Milan-Donnarumma: accordo totale, ma Raiola vuole di più

L’amministratore delegato del Milan Marco Fassone ha fatto luce sulla più complicata faccenda dell’estate 2017, quella del rinnovo contrattuale di Donnarumma: «Siamo molto vicini all’accordo con il ragazzo e la famiglia, non con il procuratore».

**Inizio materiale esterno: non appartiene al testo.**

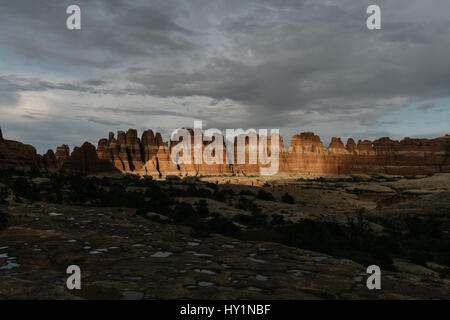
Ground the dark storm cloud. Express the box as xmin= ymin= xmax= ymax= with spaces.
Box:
xmin=417 ymin=103 xmax=437 ymax=111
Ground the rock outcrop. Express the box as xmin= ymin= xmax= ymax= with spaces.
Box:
xmin=0 ymin=129 xmax=38 ymax=170
xmin=0 ymin=129 xmax=450 ymax=176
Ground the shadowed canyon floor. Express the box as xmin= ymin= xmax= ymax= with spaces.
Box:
xmin=0 ymin=205 xmax=450 ymax=299
xmin=0 ymin=174 xmax=450 ymax=299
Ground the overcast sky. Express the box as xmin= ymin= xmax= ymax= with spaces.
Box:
xmin=0 ymin=0 xmax=450 ymax=153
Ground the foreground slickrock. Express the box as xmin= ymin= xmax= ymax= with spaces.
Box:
xmin=0 ymin=203 xmax=450 ymax=299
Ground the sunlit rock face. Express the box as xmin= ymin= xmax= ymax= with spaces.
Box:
xmin=0 ymin=129 xmax=450 ymax=176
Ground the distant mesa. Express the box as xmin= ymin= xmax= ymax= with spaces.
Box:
xmin=0 ymin=129 xmax=450 ymax=176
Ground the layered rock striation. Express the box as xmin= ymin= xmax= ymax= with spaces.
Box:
xmin=0 ymin=129 xmax=450 ymax=176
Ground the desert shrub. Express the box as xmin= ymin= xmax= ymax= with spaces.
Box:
xmin=11 ymin=177 xmax=40 ymax=201
xmin=233 ymin=214 xmax=266 ymax=228
xmin=281 ymin=193 xmax=294 ymax=204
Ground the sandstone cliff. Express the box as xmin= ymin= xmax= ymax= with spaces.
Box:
xmin=0 ymin=129 xmax=450 ymax=176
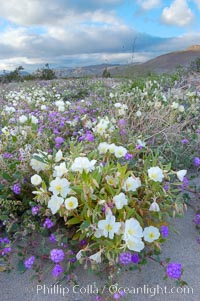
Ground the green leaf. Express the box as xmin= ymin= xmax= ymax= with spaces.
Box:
xmin=17 ymin=260 xmax=26 ymax=273
xmin=80 ymin=221 xmax=90 ymax=230
xmin=67 ymin=217 xmax=81 ymax=225
xmin=2 ymin=172 xmax=12 ymax=182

Il portiere del Milan Donnarumma
Il portiere del Milan Donnarumma ANSA

MILANO - Forse al Milan hanno cantato vittoria troppo presto. Non che il rinnovo contrattuale di Gigio Donnarumma, un quinquennale a 6 milioni di euro l’anno, più ingaggio del fratello Antonio anche lui lautamente stipendiato (un altro milione annuo), rischi di saltare, ma forse è ancora prematuro parlare di caso risolto.
La conferma è arrivata proprio dal neo amministratore delegato del Milan Marco Fassone, nel corso della conferenza stampa di presentazione della nuova stagione della squadra rossonera: «Qualche giorno fa c'è stata una fuga un po' troppo in avanti sui media, quando sembrava tutto fatto. La situazione è piuttosto semplice ma il finale è ancora avvolto dalla nebbia. Dopo il primo no, c'è stata una riapertura, più chiacchierate e una nuova offerta riformulata all'entourage. Ci sono ancora aspetti da limare ma credo che questa possibilità possa piacere a tutti. Gigio è convocato per l'11 luglio dunque ci aspettiamo una risposta in tempi rapidi. Anche perchè non ci sono più elementi che potrebbero rallentare la situazione. Mi aspetto una risposta nel giro di pochi giorni».

L’ostacolo Raiola
L’ostacolo, ça va sans dire, è ancora una volta rappresentato da quell’osso duro di Raiola, sul quale Marco Fassone ha le idee chiare: «Mino fa il suo lavoro. È un agente che cerca di ottimizzare il guadagno al massimo, per lui e il suo assistito. Normale che spinga per avere certe richieste economiche, ma per noi sono irraggiungibili».
Cerchiamo allora di capire qual è l’ordine di grandezza delle problematiche che ancora impediscono il positivo esito della trattativa. «Personalmente ho la sensazione che siamo molto vicini all’accordo con il giocatore e la sua famiglia - la ventata di ottimismo di Fassone -, fermo restando che non vogliamo scendere ad altri tipi di compromessi».
Sul tavolo c’è ovviamente l’annosa questione della clausola (o magari più di una) rescissoria, ma non solo: «Il pacchetto è ampio e riguarda il discorso retribuzione, i benefit, una commissione, e naturalmente le possibili clausole sulla futura vendita del giocatore».